License: CC BY-ND 3.0
Published Online: 01-03-2018
Copyright Statement: Copyright © 2018; The Author(s).
Bell\'s palsy affects pregnant women three times more often than nonpregnant women, with majority of cases occurring in the third trimester (71%) and early postpartum period (21%). Bell\'s palsy during pregnancy has been associated with preeclampsia, with 22% of these women developing preeclampsia. A 26-year-old G3P1L1A1 presented at 33 weeks period of gestation with chief complaint of progressive bilateral pedal edema since a week, blood pressure (BP) 150/100 mm Hg, dipstick urine 3+. Labetalol 100 mg 12 hourly was commenced for control of BP. Laboratory screening of HELLP (hemolysis, elevated liver enzymes, and low platelet count) syndrome was normal. Six days later she had an episode of generalized tonic–clonic convulsion, magnesium sulfate was given and emergency laboratory investigations revealed partial HELLP syndrome [platelet 80,000, serum glutamic oxaloacetic transaminase (SGOT)/serum glutamic pyruvic transaminase (SGPT) 281/222 U/L] with normal coagulation profile.

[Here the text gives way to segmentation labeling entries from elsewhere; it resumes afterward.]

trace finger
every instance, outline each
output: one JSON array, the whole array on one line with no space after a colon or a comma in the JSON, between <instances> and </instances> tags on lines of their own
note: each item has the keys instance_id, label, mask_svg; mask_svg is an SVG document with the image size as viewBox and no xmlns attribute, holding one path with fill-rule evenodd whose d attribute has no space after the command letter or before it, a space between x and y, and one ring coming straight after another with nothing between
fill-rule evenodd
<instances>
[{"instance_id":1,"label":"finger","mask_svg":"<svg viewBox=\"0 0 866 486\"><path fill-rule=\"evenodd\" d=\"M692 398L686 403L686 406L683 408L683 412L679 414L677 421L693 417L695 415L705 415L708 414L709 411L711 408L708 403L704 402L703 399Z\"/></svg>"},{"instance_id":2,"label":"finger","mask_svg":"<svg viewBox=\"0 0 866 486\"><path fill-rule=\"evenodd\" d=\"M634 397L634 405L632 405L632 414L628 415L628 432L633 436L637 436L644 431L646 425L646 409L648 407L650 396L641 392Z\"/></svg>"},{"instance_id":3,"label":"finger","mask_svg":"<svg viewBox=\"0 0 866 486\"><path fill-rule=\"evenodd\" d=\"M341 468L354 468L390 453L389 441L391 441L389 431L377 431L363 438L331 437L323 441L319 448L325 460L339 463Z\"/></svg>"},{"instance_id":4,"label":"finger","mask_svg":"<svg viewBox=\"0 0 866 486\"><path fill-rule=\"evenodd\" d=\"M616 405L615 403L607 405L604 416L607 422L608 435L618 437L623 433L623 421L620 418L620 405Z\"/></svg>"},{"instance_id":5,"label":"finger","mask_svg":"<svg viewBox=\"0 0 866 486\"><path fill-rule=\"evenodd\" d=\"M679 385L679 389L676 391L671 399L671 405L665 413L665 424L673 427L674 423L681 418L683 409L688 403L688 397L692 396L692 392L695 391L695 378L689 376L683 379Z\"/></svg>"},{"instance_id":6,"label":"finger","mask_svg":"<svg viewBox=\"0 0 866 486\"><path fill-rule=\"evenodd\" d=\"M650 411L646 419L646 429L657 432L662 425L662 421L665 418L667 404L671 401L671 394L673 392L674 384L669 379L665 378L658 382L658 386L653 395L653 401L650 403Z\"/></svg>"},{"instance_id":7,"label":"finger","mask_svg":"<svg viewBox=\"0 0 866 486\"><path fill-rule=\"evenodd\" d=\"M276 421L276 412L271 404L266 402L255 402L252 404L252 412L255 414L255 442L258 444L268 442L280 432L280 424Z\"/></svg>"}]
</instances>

Lower segment cesarean section was done under general anesthesia with delivery of a 2 kg baby with Apgar score of 7/10 and 9/10 at 1 and 5 minutes respectively. Postoperative day 3, all laboratory reports including magnetic resonance imaging (MRI) brain were normal. Blood pressure was stabilized and she was discharged on third postnatal day, with some right-sided residual facial weakness. All obstetricians must be aware of association of Bell\'s palsy with hypertensive disorders of pregnancy and aggressive screen for the same as soon as diagnosed, in order to prevent complications like eclampsia and HELLP. Since Bell\'s palsy is not associated with adverse perinatal outcomes, it should not prompt obstetricians for unnecessary preterm inductions.